Lot-scale sources, such as greywater, rainwater, and groundwater, provide a relatively accessible transition to a “third-pipe” model at the residential scale. These sources have the potential to provide reliable supply at a lower energy intensity than conventional mains water supply. They are also unburdened by restrictions.

The case studies documented in this paper demonstrate that direct diversion greywater systems can play an important role in reducing mains water use, ranging from a 33% to 59% reduction in water use in residential gardens. A reduced water-energy footprint was also documented for these systems. The methodology underpinning the case studies, including careful consideration of landscape water demands and how and where the greywater should be applied, as well as ensuring backup water sources are available and top up watering systems are incorporated, is critical to their success.

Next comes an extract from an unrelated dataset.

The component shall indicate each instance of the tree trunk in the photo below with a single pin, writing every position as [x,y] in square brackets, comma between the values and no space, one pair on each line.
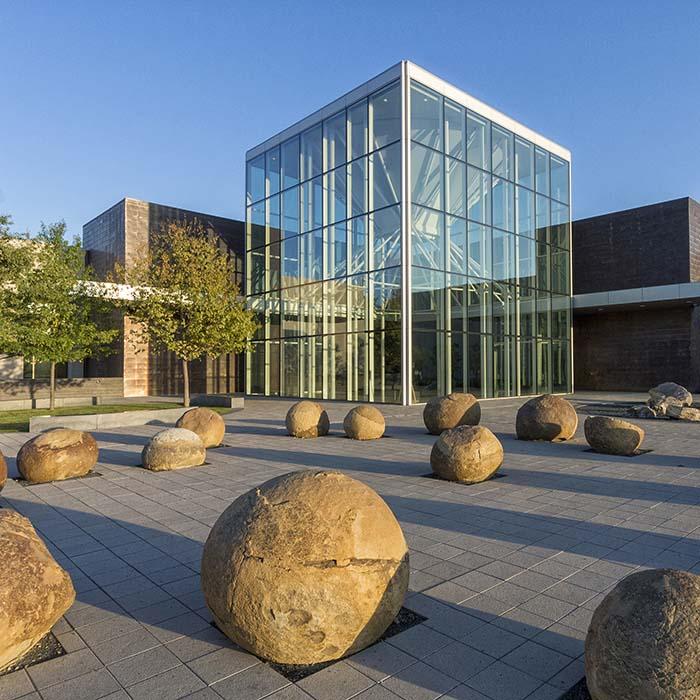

Notwithstanding the above, there is limited information available in the literature on the long-term impacts on soil and plant health from ongoing application of greywater, assuming suitable products and soil management practice are implemented, and it remains an important area for further research.

The influence that greywater reuse can make on the average total household water consumption is not straightforward. The case studies have demonstrated the impact that increased water efficiency can have on reducing greywater volumes, requiring other sources to fill the demand. Conversely, it has been shown how poor water-use behaviour by householders can lead to excessive greywater generation that exceeds plant water demand, which is not only wasteful, but can also lead to detrimental impact on soil and local groundwater.

Finally, there exist a number of barriers limiting the further uptake of lot-scale alternative water systems, including regulatory challenges and limitations in industry capacity, with perhaps the most obvious one being cost. It is important that a comparative cost per kilolitre value not be the only metric used to determine the viability of alternative water sources when compared to the business as usual base case. Whilst there is significant work already being done on the development of system-based approaches to capture the benefits of an integrated approach to urban water management, further work needs to be done to better account for the opportunity cost of large-scale, centralised schemes being unable to supply sufficient water for gardening purposes, and for this to be factored into the true costs of water service delivery.